Others might appreciate a bit more flexibility and freedom — everyone is different.

Whether you’re a keen planner or prefer to go with the flow, it’s important to take into account what works for you — are there any habits you have to manage your mental health that you can continue while you’re travelling? Do you keep a journal, for example, or are there breathing exercises you like to do?

While you don’t have to do everything at the same time every day, scheduling in exercise and regular mealtimes will go a long way to making you feel healthy and happy.

The benefits of exercise for mental health:

It relieves tension and stress, helping you to relax

It boosts concentration and energy

It releases endorphins, known as the body’s feel-good chemicals

It helps you get better-quality sleep

If you take medication, stick to your normal routine. Bring more medication than you think you’ll need — it’s better to have extra than to run out and struggle with your symptoms.

Advice for solo travellers

Travelling solo gives you the kind of freedom you simply don’t get when you’re with a group or even with one other person. However, you are also relying solely on yourself, which can be daunting to say the least, so it’s not an experience for everyone.

Not sure whether to travel solo? Ask yourself these questions:
  • Are you happy in your own company?
  • Can you budget for extra costs like single supplements?
  • Are you aware of common tourist scams and how to avoid them?
  • Are you happy to approach or socialise with fellow travellers?
  • Are you prepared to listen to your instincts?
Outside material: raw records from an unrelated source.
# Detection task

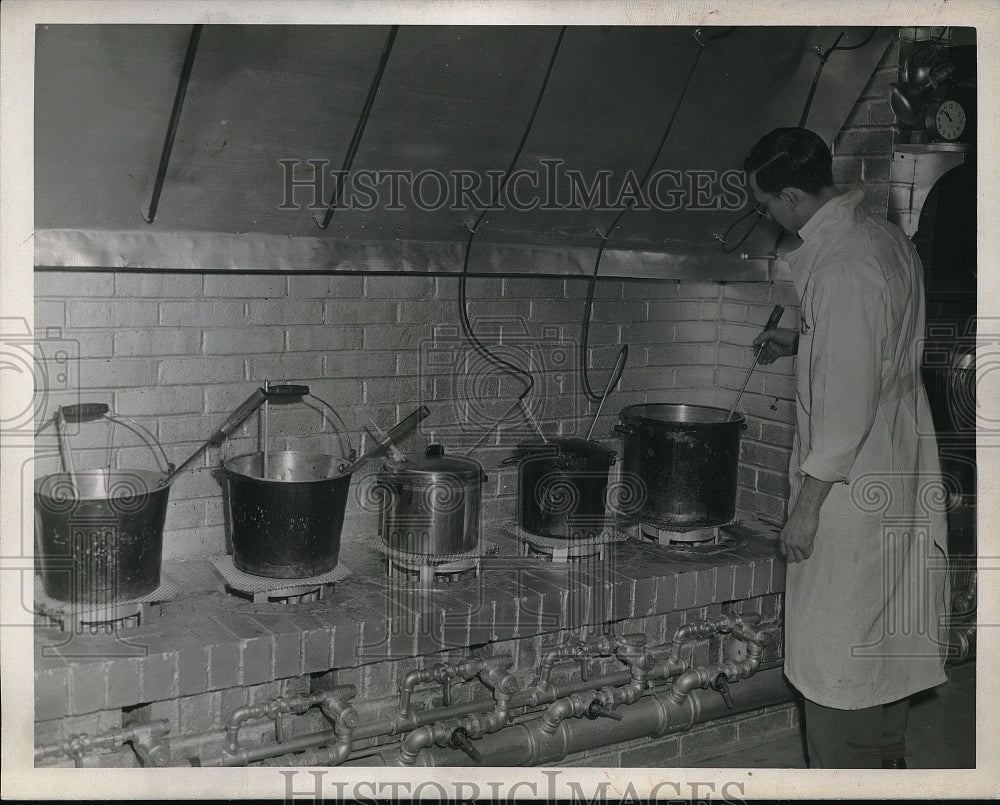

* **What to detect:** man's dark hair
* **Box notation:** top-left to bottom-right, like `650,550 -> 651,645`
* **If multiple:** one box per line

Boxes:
743,128 -> 833,195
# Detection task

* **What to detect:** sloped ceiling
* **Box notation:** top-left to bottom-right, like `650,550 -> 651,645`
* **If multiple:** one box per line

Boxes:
35,25 -> 895,273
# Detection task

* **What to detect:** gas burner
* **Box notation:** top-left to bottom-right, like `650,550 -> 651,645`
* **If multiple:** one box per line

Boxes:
366,537 -> 500,587
35,576 -> 180,634
212,554 -> 351,604
638,519 -> 739,548
501,522 -> 628,562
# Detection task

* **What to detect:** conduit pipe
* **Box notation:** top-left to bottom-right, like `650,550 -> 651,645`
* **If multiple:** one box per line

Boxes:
35,719 -> 170,768
183,614 -> 761,766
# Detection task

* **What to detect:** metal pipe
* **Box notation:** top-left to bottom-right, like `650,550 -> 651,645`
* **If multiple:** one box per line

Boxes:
142,25 -> 202,224
191,671 -> 631,766
364,668 -> 793,766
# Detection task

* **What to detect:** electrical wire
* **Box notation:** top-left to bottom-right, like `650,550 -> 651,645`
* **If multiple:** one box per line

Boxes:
718,27 -> 878,254
580,28 -> 733,402
458,25 -> 566,444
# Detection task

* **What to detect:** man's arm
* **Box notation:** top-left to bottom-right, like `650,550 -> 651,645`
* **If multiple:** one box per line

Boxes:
780,475 -> 834,562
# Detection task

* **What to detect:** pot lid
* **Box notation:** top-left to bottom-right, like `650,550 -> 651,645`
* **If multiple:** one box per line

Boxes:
517,436 -> 615,461
621,403 -> 743,426
389,444 -> 483,480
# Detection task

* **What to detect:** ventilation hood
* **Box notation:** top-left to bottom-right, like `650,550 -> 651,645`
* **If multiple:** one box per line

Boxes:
35,25 -> 896,279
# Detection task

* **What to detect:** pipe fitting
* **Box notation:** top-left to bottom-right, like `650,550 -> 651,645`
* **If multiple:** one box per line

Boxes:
131,721 -> 170,768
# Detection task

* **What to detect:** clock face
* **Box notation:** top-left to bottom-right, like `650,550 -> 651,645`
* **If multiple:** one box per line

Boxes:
927,100 -> 966,140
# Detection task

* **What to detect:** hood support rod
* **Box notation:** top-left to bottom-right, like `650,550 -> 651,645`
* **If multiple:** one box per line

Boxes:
142,25 -> 202,224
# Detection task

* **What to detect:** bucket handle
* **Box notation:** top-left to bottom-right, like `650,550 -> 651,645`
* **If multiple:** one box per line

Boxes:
46,403 -> 174,474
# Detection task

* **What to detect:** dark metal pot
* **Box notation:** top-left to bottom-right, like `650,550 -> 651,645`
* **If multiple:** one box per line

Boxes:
615,403 -> 745,529
35,470 -> 170,604
223,450 -> 351,579
378,444 -> 486,556
504,436 -> 616,539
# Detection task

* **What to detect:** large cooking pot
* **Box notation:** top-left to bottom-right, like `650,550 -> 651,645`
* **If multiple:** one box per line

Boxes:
35,469 -> 170,604
378,444 -> 486,556
615,403 -> 745,530
504,436 -> 616,539
34,402 -> 173,605
222,450 -> 351,579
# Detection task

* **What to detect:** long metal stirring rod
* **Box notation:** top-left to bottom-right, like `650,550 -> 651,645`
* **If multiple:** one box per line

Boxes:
726,305 -> 785,422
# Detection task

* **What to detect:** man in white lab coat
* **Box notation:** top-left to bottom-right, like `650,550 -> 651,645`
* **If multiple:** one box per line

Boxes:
744,128 -> 948,768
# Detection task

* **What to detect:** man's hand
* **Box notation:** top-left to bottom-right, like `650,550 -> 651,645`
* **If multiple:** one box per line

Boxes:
779,506 -> 819,562
779,475 -> 833,562
753,327 -> 799,366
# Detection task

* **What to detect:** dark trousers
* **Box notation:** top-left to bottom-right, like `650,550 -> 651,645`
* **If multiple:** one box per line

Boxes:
805,698 -> 910,769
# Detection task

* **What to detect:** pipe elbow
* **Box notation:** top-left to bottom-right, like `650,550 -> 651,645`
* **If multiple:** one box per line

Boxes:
399,724 -> 434,766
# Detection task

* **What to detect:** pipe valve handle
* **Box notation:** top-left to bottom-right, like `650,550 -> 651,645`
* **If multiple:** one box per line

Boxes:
584,699 -> 623,721
712,674 -> 736,710
449,727 -> 483,763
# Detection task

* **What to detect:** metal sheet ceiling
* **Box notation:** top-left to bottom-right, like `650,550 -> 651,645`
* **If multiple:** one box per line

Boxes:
35,25 -> 895,273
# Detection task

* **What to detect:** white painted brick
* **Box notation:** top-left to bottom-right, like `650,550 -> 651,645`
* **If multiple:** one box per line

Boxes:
79,358 -> 155,388
648,299 -> 705,322
156,415 -> 221,442
114,385 -> 202,417
620,321 -> 676,344
434,276 -> 503,299
676,281 -> 725,299
308,377 -> 362,406
503,277 -> 564,299
581,299 -> 647,324
34,271 -> 115,299
674,366 -> 715,388
362,324 -> 430,350
115,272 -> 203,299
718,366 -> 764,394
363,377 -> 420,403
394,297 -> 450,324
528,299 -> 584,324
205,274 -> 288,299
159,301 -> 246,327
163,500 -> 206,531
163,526 -> 225,562
246,353 -> 323,383
247,299 -> 323,325
322,350 -> 396,378
114,327 -> 201,356
288,274 -> 364,299
158,356 -> 244,385
66,330 -> 114,358
34,299 -> 66,332
199,380 -> 270,412
323,298 -> 394,326
66,301 -> 156,327
719,324 -> 761,346
640,344 -> 702,364
763,374 -> 795,400
204,327 -> 285,355
365,274 -> 435,299
285,324 -> 362,352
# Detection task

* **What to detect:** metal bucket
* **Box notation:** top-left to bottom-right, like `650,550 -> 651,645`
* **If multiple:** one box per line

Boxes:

If your answer to all these questions was yes, congratulations — you’re ready to take the plunge and book your trip.

Top trips for solo travel
  • Look up the phone numbers for the local police and hospital and put them into your phone, in case of emergency.
  • Learn how to say ‘no, thank you’ in the local language, both verbally and non-verbally.
  • Be kind to yourself and take a break when you need to. Travelling alone can be challenging, but you’ll be proud you made the trip and learned to deal withhiccups along the way.
  • Remember there’ll be plenty of people to make friends with on your travels.